Published online by Cambridge University Press: 05 June 2012
Introduction
The phronetic approach includes an attention to method; the ways in which evidence is collected, coded and analysed; and the ways in which the inferences that are drawn from that analysis of evidence inform larger questions of appropriateness and the challenge to existing power relations with respect to the research topic area at hand. I think it is incorrect to cast the phronetic approach as somehow antithetical to strong method, or some form of ‘method-light’ that can be adopted by those who are more interested in the substance of social science research (see Landman 2008: 307–11; and Schram, Chapter 2, above). Indeed, Flyvbjerg (2006: 68–74) argues that he has been set up as a straw man for those who opposed the so-called ‘perestroika’ movement in the American Political Science Association, and argues forcefully (and with examples) why method sits squarely within the phronetic approach. His argument is that we as social scientists have spent perhaps too much time focusing on epistemé and techné to the neglect of phronesis.
I endorse this view, while at the same time wanting to make sure that we do not lose sight of the importance of the whole triumvirate of concepts that form the phronetic approach.
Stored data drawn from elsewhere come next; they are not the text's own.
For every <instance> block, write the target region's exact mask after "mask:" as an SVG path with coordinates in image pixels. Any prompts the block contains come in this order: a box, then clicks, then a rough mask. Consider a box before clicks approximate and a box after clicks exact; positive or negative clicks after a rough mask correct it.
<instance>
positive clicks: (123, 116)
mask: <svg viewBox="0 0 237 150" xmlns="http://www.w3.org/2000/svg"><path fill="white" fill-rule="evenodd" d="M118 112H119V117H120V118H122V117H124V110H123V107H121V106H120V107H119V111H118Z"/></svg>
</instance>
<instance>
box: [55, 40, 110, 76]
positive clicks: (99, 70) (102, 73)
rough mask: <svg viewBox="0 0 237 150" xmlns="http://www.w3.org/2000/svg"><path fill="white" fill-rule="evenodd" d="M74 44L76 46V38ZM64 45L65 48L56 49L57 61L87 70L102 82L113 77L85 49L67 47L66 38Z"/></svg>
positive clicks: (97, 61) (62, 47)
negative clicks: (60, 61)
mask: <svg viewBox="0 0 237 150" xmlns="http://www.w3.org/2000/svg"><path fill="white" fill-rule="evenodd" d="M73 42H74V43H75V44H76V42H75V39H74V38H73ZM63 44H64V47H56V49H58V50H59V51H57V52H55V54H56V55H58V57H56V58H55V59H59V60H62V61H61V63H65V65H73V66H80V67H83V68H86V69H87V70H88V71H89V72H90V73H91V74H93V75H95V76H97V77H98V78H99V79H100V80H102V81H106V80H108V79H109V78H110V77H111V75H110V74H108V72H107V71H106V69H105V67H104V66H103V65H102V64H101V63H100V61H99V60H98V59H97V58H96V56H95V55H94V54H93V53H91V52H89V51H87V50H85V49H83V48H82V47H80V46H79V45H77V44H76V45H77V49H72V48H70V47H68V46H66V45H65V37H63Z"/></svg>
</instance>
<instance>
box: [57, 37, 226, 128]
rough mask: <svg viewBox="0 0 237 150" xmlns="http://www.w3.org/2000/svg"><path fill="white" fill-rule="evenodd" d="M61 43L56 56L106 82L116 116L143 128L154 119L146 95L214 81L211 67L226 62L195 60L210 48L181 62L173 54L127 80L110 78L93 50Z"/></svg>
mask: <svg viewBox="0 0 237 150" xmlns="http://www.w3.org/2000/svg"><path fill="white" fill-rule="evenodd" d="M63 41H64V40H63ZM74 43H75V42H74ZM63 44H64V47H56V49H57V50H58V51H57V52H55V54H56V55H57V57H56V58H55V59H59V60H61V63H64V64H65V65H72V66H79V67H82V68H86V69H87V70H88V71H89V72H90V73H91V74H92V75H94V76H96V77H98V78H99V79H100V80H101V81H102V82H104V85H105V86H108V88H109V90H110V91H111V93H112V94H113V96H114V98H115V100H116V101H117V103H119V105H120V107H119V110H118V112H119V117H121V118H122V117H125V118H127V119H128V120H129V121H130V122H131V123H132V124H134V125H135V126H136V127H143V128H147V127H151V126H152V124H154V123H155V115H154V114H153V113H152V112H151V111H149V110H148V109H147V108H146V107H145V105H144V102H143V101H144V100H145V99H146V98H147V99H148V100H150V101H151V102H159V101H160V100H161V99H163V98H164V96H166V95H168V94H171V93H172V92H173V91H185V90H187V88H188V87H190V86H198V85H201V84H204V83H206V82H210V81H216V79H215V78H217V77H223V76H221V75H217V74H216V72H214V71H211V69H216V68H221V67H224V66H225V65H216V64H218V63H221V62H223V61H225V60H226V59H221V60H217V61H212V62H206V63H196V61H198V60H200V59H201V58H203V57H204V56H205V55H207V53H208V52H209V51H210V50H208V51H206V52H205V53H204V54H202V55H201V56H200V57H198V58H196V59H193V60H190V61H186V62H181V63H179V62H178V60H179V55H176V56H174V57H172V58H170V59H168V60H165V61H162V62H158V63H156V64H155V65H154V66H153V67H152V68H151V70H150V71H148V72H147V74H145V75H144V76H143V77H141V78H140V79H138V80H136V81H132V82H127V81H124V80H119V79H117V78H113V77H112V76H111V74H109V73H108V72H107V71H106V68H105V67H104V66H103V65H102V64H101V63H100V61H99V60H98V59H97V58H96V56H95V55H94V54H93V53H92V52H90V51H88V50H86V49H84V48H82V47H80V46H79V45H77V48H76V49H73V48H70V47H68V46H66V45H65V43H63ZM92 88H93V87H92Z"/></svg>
As a comparative methodologist and scholar of human rights, I have argued over the years for the use of systematic methods that address otherwise normatively informed and value-based questions (see, e.g., Landman 2002, 2005). I see no contradiction in this perspective, especially if the careful and systematic analysis of human rights evidence can bring about their greater protection; a position that is consistent with a larger Weberian ‘value-rational’ tradition in the social sciences (see Landman 2005: 553–4; and Olsen, Payne and Reiter, Chapter 10, below). Quality systematic value-oriented research can and should contribute to incremental gains in knowledge. Contextually informed knowledge based on a phronetic approach can move beyond the cases under investigation and provide generalizations that are helpful for solving political problems in other contexts. In my own field, and as will be demonstrated in this chapter, learning about the struggle for and against human rights in particular political contexts is valuable for advocates in other contexts.